"I meant to, mademoiselle," said Ste. Marie. "I meant to. Consider my reasons. Consider what I was pleading for!" And he gave a little laugh when the colour began again to rise in the girl's cheeks.

She turned away from him, shaking her head, and he thought that he had said too much and that she was offended, but after a moment the girl looked up and, when she met his eyes, she laughed outright.

"I cannot for ever be scowling and snarling at you," said she. "It is quite too absurd. Will you sit down for a little while? I don't know whether or not my father would approve, but we have met here by accident, and there can be no harm surely in our exchanging a few civil words. If you try to bring up forbidden topics I can simply go away—and besides Michel stands ready to murder you if it should become necessary. I think his failure of a week ago is very heavy on his conscience."

Ste. Marie sat down in one corner of the long stone bench, and he was very glad to do it, for his leg was beginning to cause him some discomfort.
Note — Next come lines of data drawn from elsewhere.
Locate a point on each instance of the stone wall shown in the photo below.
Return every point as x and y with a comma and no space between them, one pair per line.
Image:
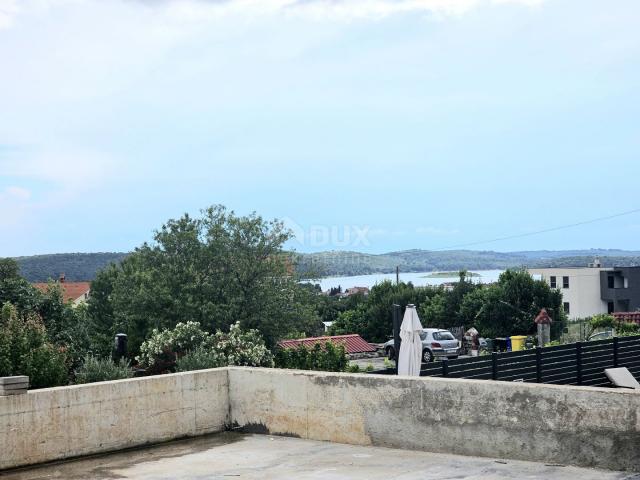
63,422
553,424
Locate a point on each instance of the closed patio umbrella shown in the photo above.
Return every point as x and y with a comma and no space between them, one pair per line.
409,360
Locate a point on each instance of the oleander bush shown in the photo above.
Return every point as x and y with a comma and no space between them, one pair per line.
322,356
25,349
166,350
97,369
200,358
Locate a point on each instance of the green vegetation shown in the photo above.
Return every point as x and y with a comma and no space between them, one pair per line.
189,345
199,358
85,266
326,357
216,270
220,289
96,369
505,308
450,275
25,349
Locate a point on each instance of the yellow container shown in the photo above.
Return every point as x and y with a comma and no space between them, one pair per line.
517,342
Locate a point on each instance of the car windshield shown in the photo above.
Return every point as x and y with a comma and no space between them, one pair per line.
443,336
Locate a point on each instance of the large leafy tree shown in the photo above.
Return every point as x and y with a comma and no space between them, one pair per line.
372,317
216,270
509,306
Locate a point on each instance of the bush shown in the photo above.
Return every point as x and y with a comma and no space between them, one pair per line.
96,369
242,348
160,351
25,349
165,348
322,356
199,359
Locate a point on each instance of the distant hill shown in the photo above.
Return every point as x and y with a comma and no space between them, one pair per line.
338,263
76,267
83,266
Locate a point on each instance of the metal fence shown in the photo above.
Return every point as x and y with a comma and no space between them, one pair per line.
580,363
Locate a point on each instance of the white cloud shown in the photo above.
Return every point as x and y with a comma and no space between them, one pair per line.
14,193
66,174
8,9
436,231
198,11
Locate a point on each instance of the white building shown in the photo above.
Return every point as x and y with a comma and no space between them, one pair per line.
593,290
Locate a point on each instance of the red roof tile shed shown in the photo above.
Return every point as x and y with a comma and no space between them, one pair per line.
352,343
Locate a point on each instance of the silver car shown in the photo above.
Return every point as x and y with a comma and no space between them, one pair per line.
436,342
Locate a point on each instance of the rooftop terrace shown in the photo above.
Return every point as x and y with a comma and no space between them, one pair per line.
232,455
347,422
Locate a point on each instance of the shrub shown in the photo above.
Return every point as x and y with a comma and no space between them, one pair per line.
25,349
164,349
161,350
96,369
322,356
199,359
242,348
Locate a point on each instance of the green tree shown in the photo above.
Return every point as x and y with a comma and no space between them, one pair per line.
25,349
216,270
15,289
372,318
510,306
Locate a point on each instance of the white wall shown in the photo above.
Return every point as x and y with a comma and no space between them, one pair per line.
583,294
57,423
583,426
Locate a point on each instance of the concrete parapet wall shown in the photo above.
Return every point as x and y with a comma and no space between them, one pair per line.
583,426
553,424
57,423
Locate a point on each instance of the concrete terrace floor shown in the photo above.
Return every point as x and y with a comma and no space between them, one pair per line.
232,455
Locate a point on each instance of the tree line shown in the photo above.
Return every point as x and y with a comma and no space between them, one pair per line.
229,279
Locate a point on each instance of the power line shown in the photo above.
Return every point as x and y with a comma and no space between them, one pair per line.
538,232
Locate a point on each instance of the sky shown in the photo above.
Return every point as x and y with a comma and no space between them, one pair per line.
367,125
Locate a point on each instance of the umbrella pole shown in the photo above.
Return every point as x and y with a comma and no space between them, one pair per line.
396,332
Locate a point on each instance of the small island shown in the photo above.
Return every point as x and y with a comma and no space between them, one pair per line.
450,275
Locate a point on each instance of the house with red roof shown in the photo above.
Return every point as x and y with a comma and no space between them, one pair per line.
74,292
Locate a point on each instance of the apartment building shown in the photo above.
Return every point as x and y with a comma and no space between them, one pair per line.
588,291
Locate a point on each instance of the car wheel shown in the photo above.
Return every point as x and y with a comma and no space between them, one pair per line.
427,356
391,353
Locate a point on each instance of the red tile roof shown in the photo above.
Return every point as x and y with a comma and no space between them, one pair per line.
70,290
353,343
631,317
It felt hot, and as if there were a very tight band round it above the knee. The relief must have been apparent in his face, for Mlle. O'Hara looked at him in silence for a moment, and she gave a little troubled anxious frown. Men can be quite indifferent to suffering in each other if the suffering is not extreme, and women can be too; but men are quite miserable in the presence of a woman who is in pain, and women, before a suffering man, while they are not miserable are always full of a desire to do something that will help. And that might be a small additional proof (if any more proof were necessary) that they are much the more practical of the two sexes.

The girl's sharp glance seemed to assure her that Ste. Marie was comfortable, now that he was sitting down, for the frown went from her brows, and she began to arrange the mysterious white garment in her lap in preparation to go on with her work.

Ste. Marie watched her for awhile in a contented silence. The leaves overhead stirred under a puff of air, and a single yellow beam of sunlight came down and shivered upon the girl's dark head and played about the bundle of white over which her hands were busy. She moved aside to avoid it, but it followed her, and when she moved back it followed again and danced in her lap, as if it were a live thing with a malicious sense of humour. It might have been Tinker Bell out of Peter Pan, only it did not jingle. Mlle. O'Hara uttered an exclamation of annoyance, and Ste. Marie laughed at her, but in a moment the leaves overhead were still again, and the sunbeam with a sense of humour was gone to torment some one else.

Still, neither of the two spoke, and Ste. Marie continued to watch the girl bent above her sewing. He was thinking of what she had said to him when he asked her if she read Spanish—that her mother had been Spanish. That would account then for her dark eyes. It would account for the darkness of her skin too, but not for its extraordinary clearness and delicacy, for Spanish women are apt to have dull skins of an opaque texture. This was, he said to himself, an Irish skin with a darker stain, and he was quite sure that he had never before seen anything at all like it.

Apart from colouring she was all Irish, of the type which has become famous the world over, and which in the opinion of men who have seen women in all countries, and have studied them, is the most beautiful type that exists in our time.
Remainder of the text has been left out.